L’affaire illustre un débat plus large sur la frontière entre engagement militant et responsabilité politique. Le procès en appel du double assassinat de Bastia-Poretta, qui s’ouvre lui aussi devant une cour d’assises de la région, montre que les questions de violence et de responsabilité pénale occupent régulièrement les prétoires du Sud-Est.
Julien Aubert appelle à la démission
Julien Aubert, élu LR du Vaucluse, a réagi sur X sans ambiguïté :
L’élu LR pointe deux griefs : l’implication de proches d’Arnault dans les événements de Lyon, et ce qu’il décrit comme une absence du député dans sa circonscription. Ce double reproche est relayé depuis plusieurs mois dans la presse nationale. Le Parisien titrait en février 2026 sur un député « en pointillé » à Avignon, soulignant que sa permanence était souvent fermée - et parfois vandalisée après l’affaire Deranque.
Une présence locale contestée depuis l’élection
Raphaël Arnault a été élu en juillet 2024 avec 54,98 % des voix au second tour. Depuis lors, sa présence à Avignon est régulièrement mise en cause, selon Le Parisien et Valeurs Actuelles. Sa permanence de circonscription a été vandalisée, notamment dans les semaines ayant suivi la mort de Quentin Deranque en février 2026. Les conditions exactes de ces dégradations n’ont pas été précisées publiquement.

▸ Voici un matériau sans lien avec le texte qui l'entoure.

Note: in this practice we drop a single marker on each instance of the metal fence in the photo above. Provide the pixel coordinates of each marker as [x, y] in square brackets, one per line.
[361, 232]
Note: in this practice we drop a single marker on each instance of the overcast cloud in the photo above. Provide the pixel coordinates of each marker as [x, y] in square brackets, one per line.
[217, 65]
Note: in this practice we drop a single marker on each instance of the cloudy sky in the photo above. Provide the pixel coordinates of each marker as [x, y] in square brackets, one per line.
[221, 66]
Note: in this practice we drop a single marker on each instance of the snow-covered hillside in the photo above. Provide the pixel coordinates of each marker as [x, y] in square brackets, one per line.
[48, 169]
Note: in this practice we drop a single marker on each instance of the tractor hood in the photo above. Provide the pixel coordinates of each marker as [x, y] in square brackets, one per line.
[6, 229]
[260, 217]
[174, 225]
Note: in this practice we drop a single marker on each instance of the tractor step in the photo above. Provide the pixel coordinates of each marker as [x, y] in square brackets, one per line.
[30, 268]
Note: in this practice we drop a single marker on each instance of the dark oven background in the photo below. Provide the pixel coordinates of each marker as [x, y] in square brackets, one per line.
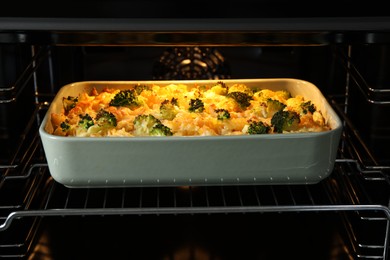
[340, 218]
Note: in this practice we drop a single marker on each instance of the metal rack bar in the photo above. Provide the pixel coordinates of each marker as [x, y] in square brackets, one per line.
[377, 96]
[10, 94]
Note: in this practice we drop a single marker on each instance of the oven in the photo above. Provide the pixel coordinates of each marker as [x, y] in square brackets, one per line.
[346, 54]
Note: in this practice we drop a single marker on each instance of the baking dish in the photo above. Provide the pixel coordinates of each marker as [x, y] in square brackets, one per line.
[294, 158]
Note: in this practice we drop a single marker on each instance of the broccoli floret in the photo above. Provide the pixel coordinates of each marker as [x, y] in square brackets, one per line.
[105, 119]
[220, 88]
[85, 121]
[222, 114]
[143, 124]
[285, 121]
[242, 99]
[308, 107]
[284, 94]
[274, 106]
[125, 98]
[69, 102]
[160, 130]
[168, 110]
[258, 127]
[65, 126]
[196, 105]
[139, 88]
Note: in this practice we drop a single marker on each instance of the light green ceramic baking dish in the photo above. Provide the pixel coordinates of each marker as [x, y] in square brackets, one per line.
[301, 158]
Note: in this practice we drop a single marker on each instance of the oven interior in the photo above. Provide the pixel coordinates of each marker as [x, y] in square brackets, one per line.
[345, 216]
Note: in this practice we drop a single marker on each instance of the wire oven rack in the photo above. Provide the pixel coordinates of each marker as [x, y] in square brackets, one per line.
[28, 193]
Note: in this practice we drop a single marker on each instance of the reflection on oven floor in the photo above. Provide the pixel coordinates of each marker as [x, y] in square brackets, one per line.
[192, 237]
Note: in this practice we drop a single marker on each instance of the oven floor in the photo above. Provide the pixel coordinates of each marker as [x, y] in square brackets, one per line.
[195, 237]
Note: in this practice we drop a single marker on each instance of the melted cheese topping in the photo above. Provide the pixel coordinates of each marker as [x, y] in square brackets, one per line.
[182, 121]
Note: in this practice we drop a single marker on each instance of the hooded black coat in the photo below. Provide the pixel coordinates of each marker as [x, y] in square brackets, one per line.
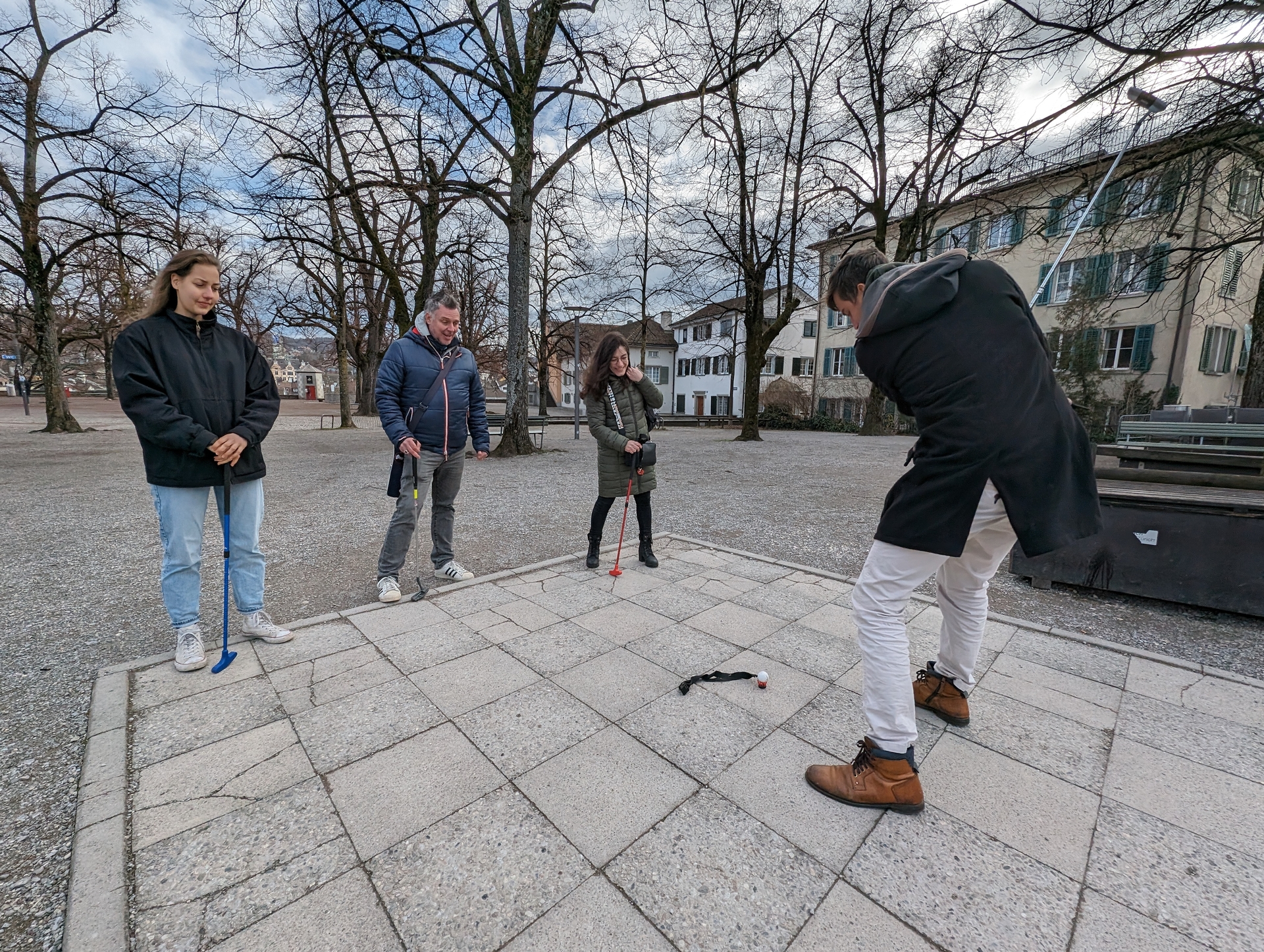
[186, 384]
[955, 344]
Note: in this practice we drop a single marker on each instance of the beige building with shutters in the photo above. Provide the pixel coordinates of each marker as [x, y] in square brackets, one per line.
[1157, 288]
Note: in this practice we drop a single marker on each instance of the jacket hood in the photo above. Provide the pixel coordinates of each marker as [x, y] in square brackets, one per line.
[909, 294]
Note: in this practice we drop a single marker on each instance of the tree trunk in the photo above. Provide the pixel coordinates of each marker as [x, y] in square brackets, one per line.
[344, 375]
[108, 357]
[517, 440]
[48, 358]
[756, 347]
[1253, 387]
[875, 413]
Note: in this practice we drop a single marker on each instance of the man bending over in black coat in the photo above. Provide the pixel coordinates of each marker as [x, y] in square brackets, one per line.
[1000, 454]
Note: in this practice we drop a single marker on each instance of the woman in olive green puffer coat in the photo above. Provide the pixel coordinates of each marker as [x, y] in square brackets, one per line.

La question de l’ancrage territorial n’est pas anodine dans une ville comme Avignon, où les enjeux locaux - emploi, sécurité, logement - dominent le quotidien des 92 000 habitants. Un élu perçu comme absent du terrain s’expose à une usure rapide, d’autant que les débats au sein de la gauche sur les priorités programmatiques restent vifs à l’échelle nationale.
Contexte dans le Vaucluse
Le Vaucluse compte 572 056 habitants en 2025, selon l’INSEE. Avignon, préfecture du département, représente environ 16 % de cette population. La 1re circonscription, qui inclut la ville-centre, est un terrain politiquement disputé : la victoire d’Arnault en 2024 avec près de 55 % des voix était perçue comme une percée significative pour LFI dans un département à tradition conservatrice.
La dissolution de groupuscules antifascistes n’est pas un fait isolé. En 2022, le Groupe antifasciste Lyon et environs (GALE) avait été dissous dans des conditions similaires - recours rejeté par le Conseil d’État, violences reprochées, discours justifié par la lutte contre le « racisme d’État » - , selon Le Monde. La dissolution de La Jeune Garde s’inscrit dans cette séquence, avec une dimension judiciaire inédite : la mort d’un homme.
Pour Arnault, la séquence est d’autant plus délicate que les municipales de 2026 à Avignon approchent. Les positions du député sur ces scrutins locaux n’ont pas été rendues publiques à ce stade.
Une procédure judiciaire qui continue
La confirmation de la dissolution par le Conseil d’État clôt le volet administratif. Le volet pénal reste ouvert : les sept personnes mises en examen pour la mort de Quentin Deranque n’ont pas encore été jugées. Deux d’entre elles étant des collaborateurs directs d’Arnault, l’issue de cette instruction judiciaire pourrait peser sur la suite du mandat du député.
Les prochaines audiences dans ce dossier, dont le calendrier n’a pas encore été rendu public, constitueront une étape déterminante pour la position politique d’Arnault dans le Vaucluse. Des affaires similaires impliquant des élus et des procédures judiciaires sensibles montrent que la durée des instructions peut s’étirer sur plusieurs années avant tout jugement.